A gigantesca e inacreditável lorota proposta pelo premiê israelense, Bibi Netanyahu — aliás filho de um eminente historiador — sobre a suposta origem palestina do projeto nazista de extermínio dos judeus na Segunda Guerra Mundial dá uma ideia da paranoia que domina os setores xenófobos da sociedade israelense. O negacionismo do Holocausto no qual os aiatolás iranianos estão engajados, jamais fabricou tão execrável disparate, inédita dessacralização do martírio dos seis milhões de vítimas do ódio racial.
Onde poderia o bilionário norte-americano Donald Trump encontrar inspiração para formatar sua jurássica plataforma política senão entre as seitas fundamentalistas dos EUA?
Com a credibilidade reduzida a pó e um pé no primeiro degrau do patíbulo o deputado Eduardo Cunha (até o momento, presidente da Câmara Federal), tenta desesperadamente armar uma base de apoio, por isso recorre com evidente desespero aos correligionários evangélicos. O projeto de sua autoria que fez aprovar há dias na Comissão de Constituição e Justiça torna quase impossível o aborto em caso de estupro apesar de garantido pela legislação. De uma perversidade medieval, torna o poder público um algoz, cumplice da maternidade precoce, incubadora de uma geração de menores abandonados que logo irão reforçar a delinquência.
Eduardo Cunha é o clássico caçador de bruxas, modelado pelo farisaísmo, a hipocrisia, servo de duas moralidades quando se trata do erário e de bens públicos, dos quais deveria ser guardião, não tem qualquer escrúpulo em apropriar-se.

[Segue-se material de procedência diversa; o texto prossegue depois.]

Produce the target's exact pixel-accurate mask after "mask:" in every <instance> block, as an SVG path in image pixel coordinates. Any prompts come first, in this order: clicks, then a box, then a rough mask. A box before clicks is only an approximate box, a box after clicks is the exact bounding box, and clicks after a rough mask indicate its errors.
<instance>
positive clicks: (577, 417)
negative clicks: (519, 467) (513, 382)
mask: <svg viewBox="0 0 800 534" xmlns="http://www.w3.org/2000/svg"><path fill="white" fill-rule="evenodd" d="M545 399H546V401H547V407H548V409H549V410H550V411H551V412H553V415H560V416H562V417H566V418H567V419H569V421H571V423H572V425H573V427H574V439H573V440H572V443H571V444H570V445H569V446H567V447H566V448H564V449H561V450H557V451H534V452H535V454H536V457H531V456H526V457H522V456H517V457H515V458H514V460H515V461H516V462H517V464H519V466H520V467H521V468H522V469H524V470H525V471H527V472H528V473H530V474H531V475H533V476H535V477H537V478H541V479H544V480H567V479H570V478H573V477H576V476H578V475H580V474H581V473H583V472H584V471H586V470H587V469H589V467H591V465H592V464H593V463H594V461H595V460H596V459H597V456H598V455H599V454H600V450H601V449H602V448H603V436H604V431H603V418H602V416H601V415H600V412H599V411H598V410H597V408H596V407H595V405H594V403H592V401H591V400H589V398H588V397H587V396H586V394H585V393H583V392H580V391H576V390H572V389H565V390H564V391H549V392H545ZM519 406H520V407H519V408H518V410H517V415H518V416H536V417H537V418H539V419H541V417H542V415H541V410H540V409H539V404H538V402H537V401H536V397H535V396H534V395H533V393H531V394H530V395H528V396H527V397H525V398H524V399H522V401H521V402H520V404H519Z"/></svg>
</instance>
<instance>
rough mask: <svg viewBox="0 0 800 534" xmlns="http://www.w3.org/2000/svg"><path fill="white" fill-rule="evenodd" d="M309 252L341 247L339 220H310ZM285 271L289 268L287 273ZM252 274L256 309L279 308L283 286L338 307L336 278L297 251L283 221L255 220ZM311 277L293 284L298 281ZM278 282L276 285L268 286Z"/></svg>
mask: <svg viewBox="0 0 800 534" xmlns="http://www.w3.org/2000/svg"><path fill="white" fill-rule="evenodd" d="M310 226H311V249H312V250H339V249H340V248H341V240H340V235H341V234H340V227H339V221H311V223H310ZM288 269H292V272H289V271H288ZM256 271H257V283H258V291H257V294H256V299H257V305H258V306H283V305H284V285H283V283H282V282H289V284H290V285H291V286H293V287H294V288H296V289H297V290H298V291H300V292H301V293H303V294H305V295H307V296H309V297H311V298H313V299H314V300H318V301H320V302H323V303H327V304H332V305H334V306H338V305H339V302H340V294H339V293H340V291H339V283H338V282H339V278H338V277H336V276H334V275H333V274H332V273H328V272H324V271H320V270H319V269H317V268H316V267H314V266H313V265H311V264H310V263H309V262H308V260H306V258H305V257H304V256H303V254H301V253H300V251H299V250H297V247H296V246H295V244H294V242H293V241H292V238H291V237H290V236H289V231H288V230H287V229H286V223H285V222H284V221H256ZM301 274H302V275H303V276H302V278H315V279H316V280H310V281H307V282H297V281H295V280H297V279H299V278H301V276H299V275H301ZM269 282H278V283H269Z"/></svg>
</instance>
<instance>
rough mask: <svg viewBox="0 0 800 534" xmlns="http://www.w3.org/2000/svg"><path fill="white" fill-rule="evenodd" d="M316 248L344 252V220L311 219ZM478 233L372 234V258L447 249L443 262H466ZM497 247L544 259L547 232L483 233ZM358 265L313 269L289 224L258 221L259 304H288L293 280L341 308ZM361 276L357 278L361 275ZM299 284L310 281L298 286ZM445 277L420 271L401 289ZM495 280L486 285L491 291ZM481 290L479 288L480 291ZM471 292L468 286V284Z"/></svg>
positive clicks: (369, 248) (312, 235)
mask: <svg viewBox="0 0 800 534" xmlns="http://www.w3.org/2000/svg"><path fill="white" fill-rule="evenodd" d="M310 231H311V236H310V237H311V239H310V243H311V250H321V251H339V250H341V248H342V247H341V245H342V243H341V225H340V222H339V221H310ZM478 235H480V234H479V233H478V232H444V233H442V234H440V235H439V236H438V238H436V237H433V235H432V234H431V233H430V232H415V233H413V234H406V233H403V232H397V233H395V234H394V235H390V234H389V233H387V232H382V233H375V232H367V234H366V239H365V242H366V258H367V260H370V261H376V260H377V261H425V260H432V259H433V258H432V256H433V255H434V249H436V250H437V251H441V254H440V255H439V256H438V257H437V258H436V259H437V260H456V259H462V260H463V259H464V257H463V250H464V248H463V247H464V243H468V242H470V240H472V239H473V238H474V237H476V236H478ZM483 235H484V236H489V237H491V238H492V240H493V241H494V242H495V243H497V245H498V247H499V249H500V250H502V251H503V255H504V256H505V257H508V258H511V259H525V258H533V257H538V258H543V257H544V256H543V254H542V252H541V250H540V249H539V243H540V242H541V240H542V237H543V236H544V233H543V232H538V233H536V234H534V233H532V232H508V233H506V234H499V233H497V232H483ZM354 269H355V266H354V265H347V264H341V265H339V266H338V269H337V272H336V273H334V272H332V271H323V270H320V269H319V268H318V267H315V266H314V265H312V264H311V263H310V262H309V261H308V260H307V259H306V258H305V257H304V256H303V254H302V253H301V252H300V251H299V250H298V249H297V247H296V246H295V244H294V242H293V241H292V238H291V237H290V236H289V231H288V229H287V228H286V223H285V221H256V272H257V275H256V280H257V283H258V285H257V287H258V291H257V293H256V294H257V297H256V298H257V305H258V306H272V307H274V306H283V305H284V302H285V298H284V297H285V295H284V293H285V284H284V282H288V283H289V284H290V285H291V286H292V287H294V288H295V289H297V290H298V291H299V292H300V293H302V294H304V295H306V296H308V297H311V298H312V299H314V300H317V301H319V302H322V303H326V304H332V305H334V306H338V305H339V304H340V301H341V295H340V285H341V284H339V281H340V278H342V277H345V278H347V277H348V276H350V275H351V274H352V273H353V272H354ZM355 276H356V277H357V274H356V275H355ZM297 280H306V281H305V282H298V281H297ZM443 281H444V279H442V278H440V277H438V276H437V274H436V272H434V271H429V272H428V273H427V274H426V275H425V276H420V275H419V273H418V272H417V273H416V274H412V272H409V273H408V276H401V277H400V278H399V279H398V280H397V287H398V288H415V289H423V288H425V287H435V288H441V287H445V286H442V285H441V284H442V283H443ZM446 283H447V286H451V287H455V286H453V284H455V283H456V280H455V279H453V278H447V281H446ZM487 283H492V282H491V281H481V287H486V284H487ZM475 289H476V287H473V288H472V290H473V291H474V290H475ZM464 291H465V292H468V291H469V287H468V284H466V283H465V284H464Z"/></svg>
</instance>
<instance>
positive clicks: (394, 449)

Mente descaradamente sem importar-se com a sua responsabilidade de guardião da fé pública.
Eduardo Cunha saiu do armário para nos lembrar que os fundamentos ideológicos e morais da brutalidade do regime militar permanecem intactos.
 Por que Cunha só faz declarações andando e apressado?
O mais cínico e assíduo dos entrevistados da cena política neste ano, Eduardo Cunha consegue passar incólume pelos diversos encontros diários com os repórteres que cobrem a Câmara Federal graças a um estratagema e uma desfaçatez que ultrapassam de longe a “cara-de-pau” de Paulo Maluf, até há poucos anos o indiscutível campeão na modalidade.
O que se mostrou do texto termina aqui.